The death of Steve Jobs last year was one of the most discussed topics on the internet last year. Anyone who has an Apple product - a Mac, an iPod, and iPad or an iPhone, to name a few - tends to appreciate the beauty and simplicity of the technology. It’s technology that for many people has been life-changing, and I guess that’s why there was such an outpouring of collective grief when Jobs died aged just 56.  

The death, on 12 May, of Frank Bethwaite reminded me of Jobs’s passing. Not that there was as much reason to mourn Frank’s passing as Jobs’ - in the sense that Frank lived into his 80s and died in peace, where the Apple founder’s life was cut short by a long and painful battle with pancreatic cancer.  

It was great to see Frank’s life so celebrated by sailors sharing their thoughts on the internet. As with Jobs’ fans, most never met Frank, but many of our lives have been touched by him. I only met him once, about 10 years ago in Sydney when his son Julian introduced me. It was one of those moments that, although it may not have lasted long, was a moment to savour. A feeling that you’d met someone who had made such an impact on your own life. I’m not Catholic, I’m not religious, but the closest thing I have to a religion is an obsession with sailing fast boats. So for me, meeting Frank was like meeting the Pope.  

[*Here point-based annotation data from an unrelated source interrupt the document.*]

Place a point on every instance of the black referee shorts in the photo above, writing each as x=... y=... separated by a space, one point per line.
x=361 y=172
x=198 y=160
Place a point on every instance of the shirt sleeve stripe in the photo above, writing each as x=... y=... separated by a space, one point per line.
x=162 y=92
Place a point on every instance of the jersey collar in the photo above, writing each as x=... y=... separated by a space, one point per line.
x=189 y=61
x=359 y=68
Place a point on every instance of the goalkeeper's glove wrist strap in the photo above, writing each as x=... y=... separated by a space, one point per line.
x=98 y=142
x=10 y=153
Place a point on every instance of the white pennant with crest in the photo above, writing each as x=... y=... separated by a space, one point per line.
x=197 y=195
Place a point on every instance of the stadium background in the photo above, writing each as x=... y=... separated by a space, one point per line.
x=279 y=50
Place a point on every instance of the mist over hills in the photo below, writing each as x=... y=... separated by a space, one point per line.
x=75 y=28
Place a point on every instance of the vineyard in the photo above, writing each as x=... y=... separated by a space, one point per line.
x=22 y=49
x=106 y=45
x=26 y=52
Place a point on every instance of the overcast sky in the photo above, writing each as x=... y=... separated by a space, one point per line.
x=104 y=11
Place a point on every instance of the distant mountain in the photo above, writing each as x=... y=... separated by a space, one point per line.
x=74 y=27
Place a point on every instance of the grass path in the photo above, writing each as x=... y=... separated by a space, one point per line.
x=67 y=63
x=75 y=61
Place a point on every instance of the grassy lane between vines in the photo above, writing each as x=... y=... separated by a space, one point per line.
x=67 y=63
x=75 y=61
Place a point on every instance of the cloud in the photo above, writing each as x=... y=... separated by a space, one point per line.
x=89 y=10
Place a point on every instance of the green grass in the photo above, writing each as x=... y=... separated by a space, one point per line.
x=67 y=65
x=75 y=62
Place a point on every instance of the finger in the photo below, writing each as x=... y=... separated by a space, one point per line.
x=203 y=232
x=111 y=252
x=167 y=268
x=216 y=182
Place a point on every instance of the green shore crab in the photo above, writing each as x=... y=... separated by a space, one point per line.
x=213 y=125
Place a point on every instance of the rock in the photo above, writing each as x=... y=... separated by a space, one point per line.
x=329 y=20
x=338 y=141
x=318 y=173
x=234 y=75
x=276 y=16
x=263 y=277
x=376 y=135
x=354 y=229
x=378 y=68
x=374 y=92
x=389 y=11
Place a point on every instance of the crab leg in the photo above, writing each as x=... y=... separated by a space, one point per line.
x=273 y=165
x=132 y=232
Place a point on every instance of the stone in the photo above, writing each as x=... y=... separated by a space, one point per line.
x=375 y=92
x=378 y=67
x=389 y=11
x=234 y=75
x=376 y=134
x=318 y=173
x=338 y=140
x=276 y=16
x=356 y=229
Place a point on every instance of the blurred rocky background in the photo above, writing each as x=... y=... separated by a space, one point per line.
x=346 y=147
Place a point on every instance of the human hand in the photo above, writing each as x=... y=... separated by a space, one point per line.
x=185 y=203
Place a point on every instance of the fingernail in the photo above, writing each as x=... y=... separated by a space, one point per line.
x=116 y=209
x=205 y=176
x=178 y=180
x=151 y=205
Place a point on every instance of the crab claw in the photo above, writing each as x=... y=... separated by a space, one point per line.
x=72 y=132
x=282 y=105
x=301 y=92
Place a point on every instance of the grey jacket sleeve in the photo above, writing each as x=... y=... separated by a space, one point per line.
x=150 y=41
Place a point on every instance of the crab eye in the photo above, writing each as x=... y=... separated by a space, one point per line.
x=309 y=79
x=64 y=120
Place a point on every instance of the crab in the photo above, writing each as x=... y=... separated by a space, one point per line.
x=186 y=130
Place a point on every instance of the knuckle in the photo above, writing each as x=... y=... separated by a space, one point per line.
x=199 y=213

Even if you don’t sail a Bethwaite-designed boat, it’s not hard to appreciate the beauty of the designs drawn by Frank, and more recently by Julian. The Bethwaites took 18ft skiff design to a new place, where the hull became so easily driven that the speed hump between displacement and planing modes was almost imperceptible. I remember the first time I went sailing in a 49er, on a virtual flat calm at Datchet Water, and this white, beautiful shape from outer space was sitting there, slightly menacing, but very enticing too. With my Laser 5000 partner, Steve Kyffin, we pushed the skiff on to the water, and the sensation of effortless speed - even in next to no wind - was immediate. It was a jaw-dropping moment. It seemed like we were the only boat actually moving, the 49er gliding along without the slightest hesitation.  

I was hooked from that day onwards, sailing the 49er for the best part of seven years, and getting to know Julian Bethwaite along the way. The influence of the Bethwaites is everywhere. You could see it in most of the skiffs that came to compete at the women’s Olympic skiff trials in Spain recently. And the Musto Skiff which I sail now is - in hull shape terms - more or less a singlehanded 49er.  

Steve Jobs believed that technology should be beautiful to use and beautiful to the eye. Similarly, Bethwaite boats combine form and function into one beautiful package. Of course, even an Apple Mac will crash from time to time, and the 49er is known to do the same, known in the trade as the dreaded ‘pitchpole’. But the occasional pitchpole is a price well worth paying for all the other thrills of high-speed skiff sailing.  

Even some of Frank’s older designs, notably the Tasar designed in 1975, look bang up to date. A lightweight, hiking-out doublehander with just a main and jib that operates on about the same handicap as a Fireball - I’ve never understood why the Tasar hasn’t ever really caught on this country. It’s an awesomely efficient design and, I’m told, a lovely boat to sail. Frank Bethwaite really moved the game along, and for all the joy that he has brought me and so many others, I say thank you.  

Black and White  

Aged just 19, Asenathi Jim has qualified to represent South Africa at the Olympics this summer. More remarkable than his young age is the colour of his skin. I am told that Asenathi is set to become only the second black African ever to compete at the Olympics in the sport of sailing. He is also the first person from Nelson Mandela's family tribe - the Xhosa - to compete in the sailing discipline, and only the third Xhosa to compete in the Olympics. Asenathi did not come from a cultural or family background that showed any relation to the sport. He is a product of the very successful Race Ahead project put together by former Fireball sailor and Olympic representative in the Flying Dutchman in 1992, Dave Hudson. And it’s none other than Dave’s son, Roger, who will be crewing at the front of the South African 470 exactly 20 years after his dad.  

Having raced against the Race Ahead teams in the SB3 (or now known as the SB20) fleet, it’s been impressive to see how effective the Hudsons’ efforts have been. Taking young black kids with no prior exposure to sailing and turning them into world class sportsmen, that’s no mean feat. Following on from the mixed colour America’s Cup campaign of 2007, Shosholoza, it’s great to now see a young black African make it into the Olympic Games. The very best of luck to Asenathi and Roger in Weymouth this summer.